Pickett has been involved with the Department of Curriculum and Instruction in the School of Education since fall 2008. Last fall, he taught two sections of Education, Society and the K-12 Learner (EDCI 352), a course that examines the history of education in America. He taught one section of the same course this spring while taking comprehensive exams. In the fall he also taught a section of Social Studies in the Elementary Classroom (EDEL 401).
“I am a historian who is training future teachers,” Pickett said. “Having a background in history, theology, archives and public history, and now in education, I think it’s important to see the many ways in which many disciplines and facets of the academy can learn and grow from sharing with one another.
“I want my students to leave my classroom with a passion for history and social studies and with an interest that drives them to teach social studies in the elementary classroom in new and interesting ways.”
Ellen J. Foster, assistant professor of secondary education and lead teacher for EDEL 401, described Pickett’s teaching style in a nomination letter.
“Otis’ background as a trained historian brings a unique world view to the social studies classroom,” Foster said. “He introduces pre-service teachers to archival data, thus training them to ‘do the work’ of historians and removing the fear that some students have about accessing archival depositories and using primary historical resources in the elementary classroom.
“The EDEL 401 Instructional Team benefits daily from his experiences and ideas shared with us and our students.”
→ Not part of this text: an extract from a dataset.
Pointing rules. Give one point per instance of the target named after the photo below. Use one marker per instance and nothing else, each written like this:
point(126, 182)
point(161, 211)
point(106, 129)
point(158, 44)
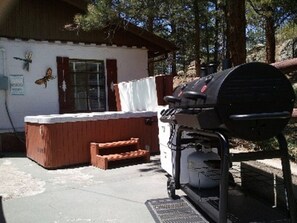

In one nomination letter, a student wrote, “Mr. Pickett has been nothing short of amazing as my instructor this semester. He not only taught the curriculum as outlined by the department but has also been a model to which he teaches in the class.”
Another student wrote, “Mr. Pickett’s class is always stimulating. Every class was more of a group-based learning experience instead of direct instruction. The students were in charge of their learning, which is what we in education are taught to do.”
Pickett holds a bachelor’s degree in history from Clemson University, master’s degree in theological studies from Covenant Theological Seminary and master’s degree in history from The College of Charleston and The Citadel (joint program).
A native of Charleston, S.C., Pickett is married to the former Julie Thome of Aiken, S.C. They are the parents of a 2-year-old daughter, Martha Jane Caroline. Pickett is the son of Otis Moncure Pickett III of Columbus, Ga., and Martha Westbrook Pickett of Monticello, S.C.